Massenflucht im Kongo: Versagen unter dem Vulkan

Ohne Versorgung fliehen 400.000 Menschen vor einem Vulkansausbruch aus Goma. Um sie kümmert sich weder die kongolesische Regierung noch die Weltgemeinschaft.

Noch rauchende Lava zwischen Häusern

Lava des Vulkans Nyiragongo durchfließt ein Wohngebiet am Stadtrand von Goma Foto: AP

Sie ziehen müde die Straße entlang, oder sie sitzen und warten. Am Wegesrand, auf Feldern, unter Bäumen. Wo die nächste Mahlzeit herkommen soll, ist ein Rätsel und trinkbares Wasser Glückssache. Eine feste Unterkunft hat für sie niemand. Nach Hause dürfen sie nicht, und wie lange sie wegbleiben müssen, weiß keiner.

So ergeht es momentan 400.000 Menschen, die im Osten der Demokratischen Republik Kongo die Stadt Goma verlassen haben, auf Anweisung der Militärbehörden. Die sollen eigentlich im Rahmen eines vorübergehenden Kriegsrechts den staatlichen Kampf gegen bewaffnete Gruppen effektiver gestalten. Nun aber schicken sie Menschen zu Hunderttausenden tief in unsichere Gebiete hinein – ohne Vorbereitung, ohne Organisation, ohne den geringsten Plan. Internationale Helfer werden tagelang nicht eingebunden. Kongos Präsident behauptet derweil, die Lage sei „unter Kontrolle“ und lehnt eine Heimkehr der Menschen ab.
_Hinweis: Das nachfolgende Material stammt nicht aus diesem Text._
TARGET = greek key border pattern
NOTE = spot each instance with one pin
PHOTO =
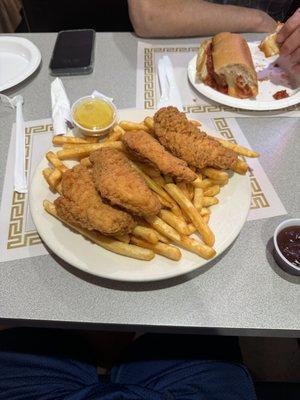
(258, 198)
(16, 235)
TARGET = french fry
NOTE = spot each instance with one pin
(59, 140)
(177, 211)
(191, 229)
(214, 173)
(59, 188)
(162, 238)
(195, 122)
(209, 201)
(243, 151)
(206, 218)
(201, 249)
(205, 211)
(123, 238)
(92, 139)
(171, 252)
(162, 227)
(183, 187)
(164, 202)
(55, 161)
(204, 184)
(106, 242)
(198, 199)
(86, 162)
(85, 150)
(53, 177)
(240, 167)
(191, 190)
(212, 191)
(149, 122)
(148, 234)
(133, 126)
(204, 230)
(174, 221)
(46, 173)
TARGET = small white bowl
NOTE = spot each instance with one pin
(93, 132)
(279, 257)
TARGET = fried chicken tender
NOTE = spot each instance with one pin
(118, 182)
(147, 149)
(187, 142)
(80, 204)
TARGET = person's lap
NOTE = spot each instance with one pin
(155, 367)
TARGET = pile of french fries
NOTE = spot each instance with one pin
(186, 207)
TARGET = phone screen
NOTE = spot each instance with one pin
(73, 50)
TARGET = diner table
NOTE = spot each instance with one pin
(242, 292)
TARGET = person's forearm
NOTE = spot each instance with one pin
(171, 18)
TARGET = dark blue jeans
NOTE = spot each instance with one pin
(156, 367)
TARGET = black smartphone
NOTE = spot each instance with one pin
(73, 52)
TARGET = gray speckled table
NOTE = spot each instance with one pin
(244, 292)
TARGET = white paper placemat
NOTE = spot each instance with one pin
(19, 238)
(147, 86)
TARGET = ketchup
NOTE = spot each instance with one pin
(289, 244)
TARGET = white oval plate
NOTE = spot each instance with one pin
(19, 58)
(274, 80)
(227, 220)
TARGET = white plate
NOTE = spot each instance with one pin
(274, 80)
(227, 220)
(19, 58)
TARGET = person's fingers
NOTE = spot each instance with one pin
(291, 43)
(295, 57)
(289, 27)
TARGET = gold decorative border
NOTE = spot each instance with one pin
(16, 235)
(149, 83)
(258, 198)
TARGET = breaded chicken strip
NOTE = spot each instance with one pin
(118, 182)
(185, 141)
(80, 204)
(147, 149)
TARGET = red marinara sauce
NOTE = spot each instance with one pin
(289, 244)
(281, 94)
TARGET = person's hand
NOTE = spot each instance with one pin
(289, 39)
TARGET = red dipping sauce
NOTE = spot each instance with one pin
(289, 244)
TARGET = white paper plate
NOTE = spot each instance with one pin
(227, 220)
(19, 58)
(274, 80)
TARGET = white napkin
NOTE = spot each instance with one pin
(20, 181)
(170, 95)
(61, 113)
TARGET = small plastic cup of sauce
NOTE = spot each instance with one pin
(287, 245)
(94, 116)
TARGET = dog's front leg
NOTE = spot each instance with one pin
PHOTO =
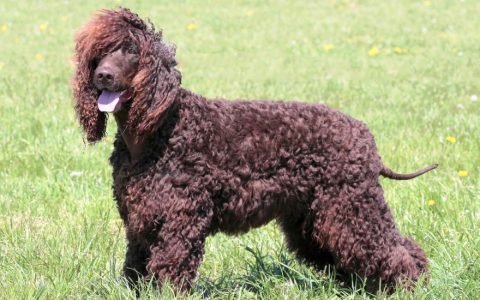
(179, 247)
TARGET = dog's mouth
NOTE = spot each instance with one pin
(112, 101)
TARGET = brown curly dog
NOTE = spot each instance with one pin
(185, 167)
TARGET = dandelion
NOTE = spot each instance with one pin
(76, 173)
(374, 51)
(191, 27)
(451, 139)
(400, 50)
(327, 47)
(39, 57)
(249, 12)
(43, 26)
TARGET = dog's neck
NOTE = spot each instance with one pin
(135, 148)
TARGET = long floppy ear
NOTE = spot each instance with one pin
(156, 85)
(91, 119)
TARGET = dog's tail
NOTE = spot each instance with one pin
(386, 172)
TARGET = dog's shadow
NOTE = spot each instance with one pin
(264, 272)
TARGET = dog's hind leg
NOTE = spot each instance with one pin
(355, 223)
(136, 258)
(298, 236)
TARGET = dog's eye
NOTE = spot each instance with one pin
(132, 49)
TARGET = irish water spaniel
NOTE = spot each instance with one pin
(185, 167)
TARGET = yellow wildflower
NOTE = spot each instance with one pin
(328, 47)
(451, 139)
(374, 51)
(191, 27)
(39, 57)
(43, 26)
(400, 50)
(249, 12)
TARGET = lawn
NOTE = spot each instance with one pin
(409, 69)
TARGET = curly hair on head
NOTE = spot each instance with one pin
(154, 86)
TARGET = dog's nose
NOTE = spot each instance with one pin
(104, 76)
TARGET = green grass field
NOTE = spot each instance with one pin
(409, 69)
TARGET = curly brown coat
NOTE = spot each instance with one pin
(212, 165)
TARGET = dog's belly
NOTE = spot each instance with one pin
(252, 205)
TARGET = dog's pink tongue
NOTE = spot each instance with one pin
(107, 102)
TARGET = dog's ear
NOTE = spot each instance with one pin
(156, 85)
(85, 95)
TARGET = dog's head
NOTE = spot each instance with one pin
(122, 64)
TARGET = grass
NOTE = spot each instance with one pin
(60, 233)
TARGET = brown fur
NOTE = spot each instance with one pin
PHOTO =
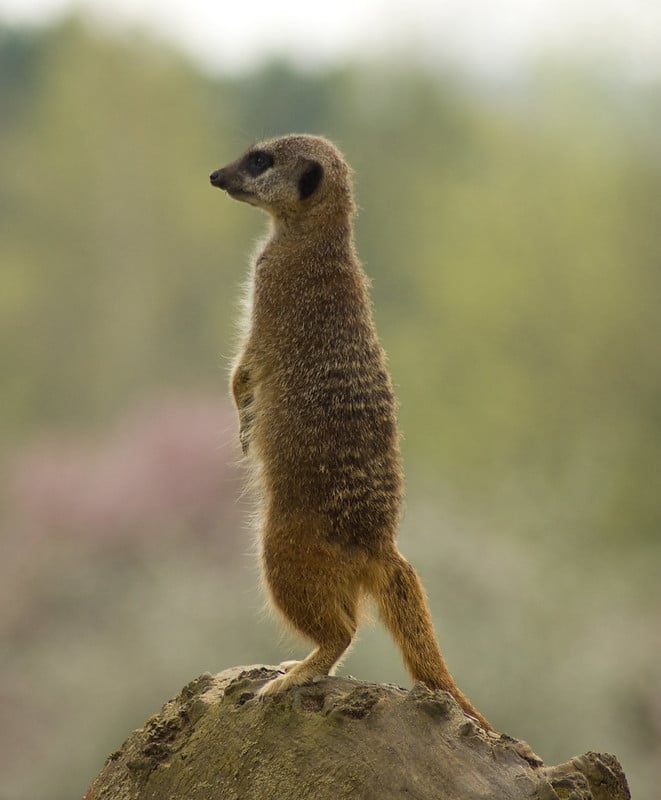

Das ist Staatsversagen – in Form einer ebenso autoritären wie inkompetenten Befehlshaberei, die an den Menschen völlig vorbeigeht. Natürlich werden die 400.000 Geflohenen aus Goma jetzt nicht wochenlang irgendwo herumsitzen und warten, dass der Vulkan irgendwann erlischt und dass vorher jemand mal einen Teller Bohnen vorbeibringt. Sie werden nach Hause gehen, sobald sie können. Die Militärbehörden werden das nicht goutieren. Sie werden es entweder gewaltsam zu verhindern versuchen, was ein Blutbad bedeutet, oder sie werden es hinnehmen müssen, was ihre Autorität ankratzt. Oder sie werden plötzlich behaupten, jetzt sei die Gefahr gebannt, und können dann nur beten, dass der Vulkan erst nach Ende des Kriegsrechts wieder rumort.

In jedem Fall vertieft sich der Graben des Misstrauens zwischen Staat und Menschen im Kongo weiter. Und dass auch von den internationalen Organisationen, die aus Goma heraus ganz Ostkongo versorgen, kein öffentliches Wort der Kritik am staatlichen Chaos kommt, wird bei den Menschen den Eindruck hinterlassen, ihr Schicksal sei allen egal – den eigenen Regierenden und der Weltgemeinschaft.